How might these statistical fundamentals account for the findings of Hay et al.?3 As the authors detail in their Table 1, the median number of studies included in each of the three outcome categories was three or four; the median number of patients in the total SR ranged from 163 to 398; and the median sample size of the last study being evaluated for impact ranged from 57 to 101. Thus, the latest RCT added to the cumulative meta-analysis had substantial potential to decrease sampling error because its proportional contribution to the aggregate data set was large. However, the authors’ analysis revealed that measures of sampling error often did not substantially decrease as the cumulative analysis proceeded. That each consecutive RCT usually did not substantially decrease sampling variability—did not improve the signal to noise ratio, so to speak—suggests that consecutive study samples were not drawn from a single population. Fine-grained details of each component study in a meta-analysis may differ sufficiently so that the meta-analysis, despite its stated objective, is actually attempting to resolve more than one precise study question. Component studies may not all be sampling from a single population. Since a CI is but an estimate of sampling error,2 it appears the meager marginal benefit of additional trials signals a need for a more fine-grained and uniform investigative focus. In other words, one strategy to decrease uncertainty around a particular clinical trial effect entails subsequent research efforts specifically designed to enlarge the currently available sample by ensuring consistent sampling from the population of interest, the same one as was sampled by antecedent RCTs. Hay et al.3 advise ‘formal consideration of optimal information size.’

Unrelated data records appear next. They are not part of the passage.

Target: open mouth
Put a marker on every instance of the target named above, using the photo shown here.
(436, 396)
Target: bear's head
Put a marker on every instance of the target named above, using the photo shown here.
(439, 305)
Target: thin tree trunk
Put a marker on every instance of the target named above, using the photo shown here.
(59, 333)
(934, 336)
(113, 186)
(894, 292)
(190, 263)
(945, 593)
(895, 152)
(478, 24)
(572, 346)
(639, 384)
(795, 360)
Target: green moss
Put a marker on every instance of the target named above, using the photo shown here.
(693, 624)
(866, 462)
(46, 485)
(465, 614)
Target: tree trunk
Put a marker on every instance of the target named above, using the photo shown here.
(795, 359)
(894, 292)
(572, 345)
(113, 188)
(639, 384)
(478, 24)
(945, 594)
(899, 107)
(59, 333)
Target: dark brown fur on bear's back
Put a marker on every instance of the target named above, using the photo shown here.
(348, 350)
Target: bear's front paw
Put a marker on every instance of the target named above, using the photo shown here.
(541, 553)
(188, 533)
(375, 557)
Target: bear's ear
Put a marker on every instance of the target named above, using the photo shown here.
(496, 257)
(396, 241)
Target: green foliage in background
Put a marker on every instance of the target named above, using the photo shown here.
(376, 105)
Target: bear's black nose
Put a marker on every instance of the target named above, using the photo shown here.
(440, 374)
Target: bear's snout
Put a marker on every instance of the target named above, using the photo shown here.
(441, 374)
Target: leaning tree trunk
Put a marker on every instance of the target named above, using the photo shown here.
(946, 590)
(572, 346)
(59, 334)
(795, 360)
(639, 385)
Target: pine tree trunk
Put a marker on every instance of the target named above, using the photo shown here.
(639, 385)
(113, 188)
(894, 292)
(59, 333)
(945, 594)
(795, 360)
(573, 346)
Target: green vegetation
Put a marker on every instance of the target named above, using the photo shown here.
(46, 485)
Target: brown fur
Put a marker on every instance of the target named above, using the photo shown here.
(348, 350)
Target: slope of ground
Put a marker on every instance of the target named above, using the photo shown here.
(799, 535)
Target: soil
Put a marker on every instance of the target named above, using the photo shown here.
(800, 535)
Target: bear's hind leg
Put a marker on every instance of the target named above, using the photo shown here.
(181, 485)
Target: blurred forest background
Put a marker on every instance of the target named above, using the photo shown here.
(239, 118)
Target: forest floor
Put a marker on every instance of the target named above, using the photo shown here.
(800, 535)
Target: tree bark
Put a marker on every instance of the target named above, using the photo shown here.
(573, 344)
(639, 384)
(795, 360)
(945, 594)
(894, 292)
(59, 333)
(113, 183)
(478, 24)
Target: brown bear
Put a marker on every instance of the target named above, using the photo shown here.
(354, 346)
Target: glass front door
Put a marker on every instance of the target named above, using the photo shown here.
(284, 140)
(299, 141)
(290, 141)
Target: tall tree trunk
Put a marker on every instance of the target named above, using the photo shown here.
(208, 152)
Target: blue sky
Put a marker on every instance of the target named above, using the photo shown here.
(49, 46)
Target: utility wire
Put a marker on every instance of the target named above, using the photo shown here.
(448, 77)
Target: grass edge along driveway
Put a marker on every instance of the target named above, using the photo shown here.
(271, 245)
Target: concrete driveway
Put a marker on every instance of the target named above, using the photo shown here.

Let us return now to the opening scenario. It focused, as clinicians often do, on an individual patient. So a bit more discussion seems pertinent on applying to a particular patient the information contained in the precision of an interventional effect estimate computed from a study sample; or as Hay et al.3 frame it in their title, the uncertainty surrounding an effect estimate. In general, RCTs provide the average answer to the question of what is the relationship between exposure and outcome. Blended within an average result may be patient outcomes better or worse than that, including patients who may have experienced extraordinary benefit or harm. The goal of integrating multiple studies in a meta-analysis is to compute a weighted average result.6 It is crucial to appreciate that these research efforts therefore offer clinicians a relatively vague message about exactly what to expect for a particular patient. The research tells clinicians what to expect, on average, among a group of patients with an array of characteristics matching those in the study sample. Compounding this uncertainty, the average expectation itself is imprecise and uncertain. Among a (sufficiently large) sample of such patients a clinician cares for, the actual average effect will usually be some value within the CI. Closely related to this inferential consideration and perhaps more challenging yet, but beyond the present scope, is how to clearly define for an individual patient the notion of quantitative risk derived from RCTs and SRs, and how to frame it meaningfully.7, 8

In light of all this, note that the estimated average effect and CI generally answer questions contained within a specific interrogative framework: ‘Does it work?’ An alternative framework, infrequently applied because it often entails great practical challenges, is to ask ‘For whom might it work, and under what circumstances?’9 Such an approach maps more closely to the priorities of minimizing sampling variation and providing answers more readily applied to an individual patient. Consequently, adding trials reflecting such design considerations to meta-analyses might yield greater benefit at the margin. Then again, with such trials perhaps we would discover we need fewer SRs.